Terör ve Terörle Mücadeleden Doğan Zararların Karşılanması Hakkındaki Yönetmelikte de benzer düzenlemelere yer verilmiş ‘Komisyonca keşif yapılması’ başlıklı 11. maddesinde; ” Komisyon gerek görmesi halinde keşif yapabilir. Komisyon başkanı belirlemiş olduğu keşif yeri ile gün ve saatini komisyon üyeleri ve/veya bilirkişi ile başvuru sahibine veya yetkili temsilcisine yazılı olarak bildirir. Başvuru sahibinin kendisi, veli veya vasisi veya yetkili temsilcisi ve varsa şahitleri keşif mahallinde hazır bulunurlar. Muhtar veya o yer mahallinden iki kişinin de keşifte hazır bulunması temin edilir. Tespit edilen günde komisyon olay mahalline giderek zararı tespit eder. Bu tespitte; a) Keşif tarihi, b) Zarar görenin adı soyadı, c) Zararın meydana geldiği yer, d) Zararın meydana geldiği tarih, e) Zararın nev’i, f) Zararın miktarı, g) Zarar gören bina, işyeri, arazi, taşıt ve ağaç gibi taşınır ve taşınmaz mallardan faydalanılma imkanının bulunup bulunmadığı, h) Zarar görenin kendi ihmal, kusur ve kastının olup olmadığı, ı) Zarardan mahsup edilmesi gereken miktarlar, ile gerekli görülen diğer hususlar tutanağa bağlanarak hazır bulunanlarca imza altına alınır.
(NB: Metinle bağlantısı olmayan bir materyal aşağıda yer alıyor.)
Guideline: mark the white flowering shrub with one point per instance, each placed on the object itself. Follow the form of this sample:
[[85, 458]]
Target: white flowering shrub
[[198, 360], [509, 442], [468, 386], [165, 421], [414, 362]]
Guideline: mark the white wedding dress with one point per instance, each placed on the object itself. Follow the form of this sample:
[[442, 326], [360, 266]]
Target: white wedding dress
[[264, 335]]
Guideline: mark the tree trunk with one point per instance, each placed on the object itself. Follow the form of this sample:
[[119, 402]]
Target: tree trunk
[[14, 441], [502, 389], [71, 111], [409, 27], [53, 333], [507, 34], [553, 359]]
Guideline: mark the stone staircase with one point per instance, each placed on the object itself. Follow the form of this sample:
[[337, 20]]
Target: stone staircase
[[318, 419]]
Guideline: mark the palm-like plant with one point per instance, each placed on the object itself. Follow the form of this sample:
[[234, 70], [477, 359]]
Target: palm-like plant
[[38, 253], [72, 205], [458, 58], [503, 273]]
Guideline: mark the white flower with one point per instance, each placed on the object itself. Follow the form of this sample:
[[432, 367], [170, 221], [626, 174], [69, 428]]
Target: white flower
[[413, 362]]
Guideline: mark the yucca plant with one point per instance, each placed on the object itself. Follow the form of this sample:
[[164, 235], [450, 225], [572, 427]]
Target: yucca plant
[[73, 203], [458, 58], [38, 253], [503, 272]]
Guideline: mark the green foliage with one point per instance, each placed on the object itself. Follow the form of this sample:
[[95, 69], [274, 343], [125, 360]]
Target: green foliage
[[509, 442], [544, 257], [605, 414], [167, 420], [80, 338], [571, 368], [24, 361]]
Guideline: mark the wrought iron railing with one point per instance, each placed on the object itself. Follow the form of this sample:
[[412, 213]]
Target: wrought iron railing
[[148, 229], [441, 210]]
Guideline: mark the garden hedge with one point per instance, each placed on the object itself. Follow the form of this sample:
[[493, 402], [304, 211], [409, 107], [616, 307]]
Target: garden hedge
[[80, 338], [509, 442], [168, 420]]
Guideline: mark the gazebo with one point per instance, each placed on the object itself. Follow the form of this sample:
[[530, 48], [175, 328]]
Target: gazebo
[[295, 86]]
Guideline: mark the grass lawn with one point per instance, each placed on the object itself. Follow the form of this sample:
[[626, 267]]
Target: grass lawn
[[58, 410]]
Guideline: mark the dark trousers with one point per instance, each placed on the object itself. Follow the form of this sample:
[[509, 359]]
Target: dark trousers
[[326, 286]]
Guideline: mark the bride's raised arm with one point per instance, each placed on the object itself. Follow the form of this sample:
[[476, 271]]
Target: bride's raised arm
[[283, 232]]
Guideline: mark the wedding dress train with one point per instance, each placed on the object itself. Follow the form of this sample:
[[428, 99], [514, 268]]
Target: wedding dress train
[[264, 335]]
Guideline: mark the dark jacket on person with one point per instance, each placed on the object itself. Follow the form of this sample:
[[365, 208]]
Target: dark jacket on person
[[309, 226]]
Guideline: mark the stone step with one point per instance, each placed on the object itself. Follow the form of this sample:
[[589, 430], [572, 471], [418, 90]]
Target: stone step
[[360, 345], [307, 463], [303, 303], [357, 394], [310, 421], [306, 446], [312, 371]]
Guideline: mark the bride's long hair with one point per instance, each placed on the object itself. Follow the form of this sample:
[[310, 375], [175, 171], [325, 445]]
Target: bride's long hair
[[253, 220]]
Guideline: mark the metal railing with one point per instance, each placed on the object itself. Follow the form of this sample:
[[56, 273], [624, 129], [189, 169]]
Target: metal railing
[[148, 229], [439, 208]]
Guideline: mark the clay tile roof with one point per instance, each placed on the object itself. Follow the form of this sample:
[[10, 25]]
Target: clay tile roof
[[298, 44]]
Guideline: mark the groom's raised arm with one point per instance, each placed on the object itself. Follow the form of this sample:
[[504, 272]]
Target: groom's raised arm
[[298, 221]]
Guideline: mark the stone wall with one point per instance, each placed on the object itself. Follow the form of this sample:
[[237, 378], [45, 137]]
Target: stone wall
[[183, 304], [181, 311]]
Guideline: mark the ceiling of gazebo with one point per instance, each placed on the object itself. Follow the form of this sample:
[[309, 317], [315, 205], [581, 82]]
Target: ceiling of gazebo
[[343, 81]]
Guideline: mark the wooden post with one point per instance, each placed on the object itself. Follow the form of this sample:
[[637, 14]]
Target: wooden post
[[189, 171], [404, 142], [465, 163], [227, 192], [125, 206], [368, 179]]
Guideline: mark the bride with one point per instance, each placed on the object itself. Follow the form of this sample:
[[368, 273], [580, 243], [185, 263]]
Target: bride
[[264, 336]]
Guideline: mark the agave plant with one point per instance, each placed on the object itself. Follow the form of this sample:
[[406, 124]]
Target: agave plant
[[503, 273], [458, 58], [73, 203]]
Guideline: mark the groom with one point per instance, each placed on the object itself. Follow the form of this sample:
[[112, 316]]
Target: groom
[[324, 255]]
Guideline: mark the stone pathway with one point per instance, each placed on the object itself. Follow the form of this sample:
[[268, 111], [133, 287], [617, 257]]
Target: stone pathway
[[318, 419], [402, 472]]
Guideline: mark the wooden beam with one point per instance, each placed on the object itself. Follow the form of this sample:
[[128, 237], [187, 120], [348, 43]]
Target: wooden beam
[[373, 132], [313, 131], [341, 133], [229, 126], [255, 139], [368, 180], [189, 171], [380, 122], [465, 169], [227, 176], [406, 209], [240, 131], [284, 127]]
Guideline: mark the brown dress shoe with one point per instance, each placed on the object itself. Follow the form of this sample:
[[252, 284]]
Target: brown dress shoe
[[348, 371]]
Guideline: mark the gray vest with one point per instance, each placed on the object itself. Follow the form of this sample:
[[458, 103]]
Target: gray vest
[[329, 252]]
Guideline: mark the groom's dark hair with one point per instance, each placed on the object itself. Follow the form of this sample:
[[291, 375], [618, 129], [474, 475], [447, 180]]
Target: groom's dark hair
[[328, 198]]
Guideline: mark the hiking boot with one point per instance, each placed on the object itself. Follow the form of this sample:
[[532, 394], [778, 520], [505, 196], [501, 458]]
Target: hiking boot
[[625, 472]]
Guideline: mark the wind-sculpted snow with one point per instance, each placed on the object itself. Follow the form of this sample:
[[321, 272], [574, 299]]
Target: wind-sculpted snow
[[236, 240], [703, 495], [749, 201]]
Başvuru sahibi veya yetkili temsilcisinin keşif esnasında hazır bulunmaması halinde durum tutanakta belirtilir.” hükmüne yer verilmiştir.
Dosyanın incelenmesinden; davacının, …İli, Merkez, …Köyü’nde meydana gelen terör olayları nedeniyle uğradığı ileri sürülen zararların 5233 sayılı Kanun uyarınca tazmini istemiyle yapılan başvurunun, anılan yerleşim yerinde davacıya ait malvarlığı bulunmadığı gerekçesiyle reddi üzerine bakılan davanın açıldığı anlaşılmaktadır.
5233 sayılı Kanun ve yönetmelik hükümlerince, terör ve terörle mücadele nedeniyle oluşan zararların tespiti amacıyla valilikler bünyesinde oluşturulan zarar tespit komisyonlarına çok geniş yetkiler verilmiştir. Ancak, davalı idareye tanınan bu geniş yetkiler aynı zamanda idareye yükümlülük de getirmektedir. Bu yükümlülüğün gereği ise, usulüne uygun inceleme ve araştırma yapılıp her bir başvurucunun özel durumu gözönüne alınarak bir değerlendirme yapmak ve bu değerlendirme sonucunda bir karar vermektir.
Somut uyuşmazlıkta; davacının başvurusu üzerine 31/05/2006 tarihinde mahalli ve teknik bilirkişilerce mahallinde keşif yapıldığı, yapılan keşif neticesinde düzenlenen, davacıya ait taşınır ve taşınmaz malvarlığı tespit edilmediğine ilişkin tutanağın davacı vekili tarafından imzalandığı görülmektedir.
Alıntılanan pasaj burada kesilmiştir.